SDF Format Specification

Status: Draft v0.1 License: CC-BY 4.0 (specification text) Source: github.com/etapsky/sdf/spec/SDF_FORMAT.md

What is SDF?

SDF (Smart Document Format) is an open standard that combines a document’s visual representation (PDF) and its structured data (JSON) into a single .sdf file.

Today, documents travel as PDFs and the receiving system must re-enter the data manually or via OCR. SDF eliminates this: structured JSON travels alongside the visual. When both sender and receiver support SDF, data extraction has zero cost and zero error rate.

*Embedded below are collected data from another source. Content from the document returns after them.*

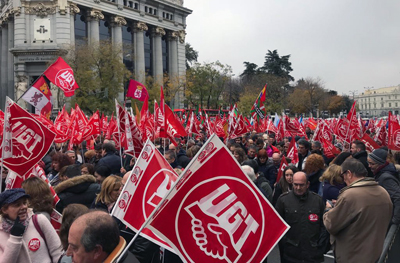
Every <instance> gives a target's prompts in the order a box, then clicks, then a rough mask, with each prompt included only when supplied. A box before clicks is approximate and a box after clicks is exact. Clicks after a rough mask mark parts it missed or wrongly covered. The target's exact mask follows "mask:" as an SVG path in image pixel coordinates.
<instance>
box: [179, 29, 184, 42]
mask: <svg viewBox="0 0 400 263" xmlns="http://www.w3.org/2000/svg"><path fill="white" fill-rule="evenodd" d="M178 35H179V42H180V43H181V44H183V43H185V37H186V32H185V30H179V31H178Z"/></svg>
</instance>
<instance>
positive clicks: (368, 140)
mask: <svg viewBox="0 0 400 263" xmlns="http://www.w3.org/2000/svg"><path fill="white" fill-rule="evenodd" d="M360 141H362V142H363V143H364V144H365V147H366V148H367V150H368V151H370V152H372V151H374V150H375V149H379V148H380V146H379V144H377V143H376V141H374V140H373V139H372V138H371V137H369V135H368V134H366V133H364V135H363V137H362V138H360Z"/></svg>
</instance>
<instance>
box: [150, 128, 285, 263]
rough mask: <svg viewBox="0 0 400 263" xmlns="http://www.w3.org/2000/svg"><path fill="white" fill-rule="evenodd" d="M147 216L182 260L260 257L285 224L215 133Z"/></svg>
mask: <svg viewBox="0 0 400 263" xmlns="http://www.w3.org/2000/svg"><path fill="white" fill-rule="evenodd" d="M222 163H223V164H224V165H221V164H222ZM151 219H152V221H150V226H149V228H150V229H151V230H153V231H154V232H155V233H156V234H157V235H159V236H160V237H161V238H163V239H164V240H165V241H166V242H168V244H170V245H171V246H172V247H173V248H174V250H175V252H176V253H178V254H179V256H180V257H181V259H182V260H183V261H184V262H210V263H213V262H262V261H263V260H264V259H265V258H266V256H267V255H268V253H269V252H270V251H271V250H272V248H273V247H274V246H275V245H276V244H277V242H278V241H279V239H280V238H281V237H282V236H283V235H284V234H285V233H286V231H287V230H288V229H289V227H288V225H287V224H286V223H285V222H284V221H283V220H282V219H281V218H280V216H279V215H277V213H276V211H275V210H274V209H273V207H272V206H271V205H270V203H269V202H268V201H267V199H266V198H265V197H264V196H263V194H262V193H261V192H260V191H259V190H258V188H257V187H256V185H255V184H254V183H253V182H252V181H251V180H250V179H249V178H248V177H247V176H246V175H245V174H244V173H243V171H242V169H241V167H240V166H239V164H238V163H237V161H236V160H235V159H234V157H233V156H232V154H231V153H230V152H229V150H228V148H226V146H225V145H224V144H223V143H222V142H221V140H220V139H218V137H216V136H215V135H213V136H212V137H211V138H210V139H209V140H208V141H207V142H206V144H205V145H204V146H203V148H202V149H201V150H200V151H199V153H198V154H197V155H196V157H194V158H193V160H192V162H191V163H190V164H189V166H188V167H187V168H186V170H185V172H184V174H182V175H181V176H180V177H179V179H178V181H177V182H176V183H175V186H174V187H173V189H172V190H171V191H170V192H169V193H168V194H167V196H166V197H165V199H164V200H163V201H162V203H161V204H160V208H159V209H158V210H157V212H156V213H155V215H154V216H153V217H152V218H151Z"/></svg>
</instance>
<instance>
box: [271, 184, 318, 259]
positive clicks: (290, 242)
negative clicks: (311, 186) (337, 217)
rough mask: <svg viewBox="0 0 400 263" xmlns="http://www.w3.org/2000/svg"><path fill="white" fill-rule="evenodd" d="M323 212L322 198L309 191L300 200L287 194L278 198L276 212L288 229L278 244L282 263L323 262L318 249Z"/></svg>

SDF is general-purpose — it makes no assumptions about document type, business sector, or the parties involved. It supports invoices, nominations, purchase orders, government forms, G2G data exchange, HR documents, and contracts. It is equally applicable to B2B, B2G, and G2G scenarios.

Specification Sections

#	Section	Description
1	Container Format	ZIP structure, file manifest, naming rules, size limits
2	meta.json — Identity Layer	Document identity, provenance, required and optional fields
3	data.json — Data Layer	Business data structure, constraints, monetary amounts
4	schema.json — Schema Layer	JSON Schema Draft 2020-12, bundling rules, authoring guidelines
5	visual.pdf — Visual Layer	PDF requirements, self-containment, security constraints
6	Digital Signing	signature.sig, ECDSA P-256, RSA-2048, signing workflow
7	Validation	Full validation pipeline, error handling, CLI and API usage
8	Versioning	sdf_version, forward compatibility, upgrade path
9	Error Codes	Standard error codes, triggers, and typical causes

Roles: Producer vs Consumer

SDF defines two normative roles. A single system may act as both.

Producer

A producer creates .sdf files. A conformant producer:

MUST generate a valid ZIP archive with the .sdf extension.
MUST include visual.pdf, data.json, schema.json, and meta.json in every archive.
MUST assign a UUID v4 document_id at produce time.
MUST validate data.json against schema.json before writing the archive.
MUST embed all fonts, images, and color profiles in visual.pdf.
MUST NOT include executable content (JavaScript, macros) in visual.pdf.
MUST NOT reference external schemas by URL in schema.json.
MUST NOT write bare numeric monetary amounts in data.json.

Consumer

A consumer reads .sdf files. A conformant consumer:

MUST verify the file is a valid ZIP archive before reading.
MUST validate meta.json against the SDF meta schema.
MUST validate data.json against the bundled schema.json.
MUST enforce ZIP bomb protection (max 50 MB per entry, max 200 MB total uncompressed).
MUST enforce path traversal protection on all archive entry paths.
MUST NOT execute any scripts or macros found in visual.pdf.
MUST NOT fetch external resources during parsing or validation.
SHOULD verify signature.sig when present.

Conformance Levels

SDF defines two conformance levels:

Level	Description
Basic	Implements container, meta.json, data.json, schema.json, and visual.pdf. Does not support signing.
Full	Implements all Basic requirements plus digital signing (signature.sig) and signature verification.

All conformance levels require full validation pipeline compliance and all security requirements.

Normative Language

This specification uses the following normative keywords per RFC 2119:

MUST — An absolute requirement.
MUST NOT — An absolute prohibition.
SHOULD — Recommended; valid reasons may exist to deviate, but the implications must be understood.
SHOULD NOT — Not recommended; valid reasons may exist, but implications must be understood.
MAY — Truly optional.

Current Version

The current version of the SDF specification is 0.1 (Draft). This version covers core container structure, all four required layers, optional signing, and the validation pipeline.

Version 0.1 is feature-complete for Phase 1–4 of the Etapsky SDF project. Future versions will be backward-compatible unless a major version increment is made.

See Versioning for details on version negotiation.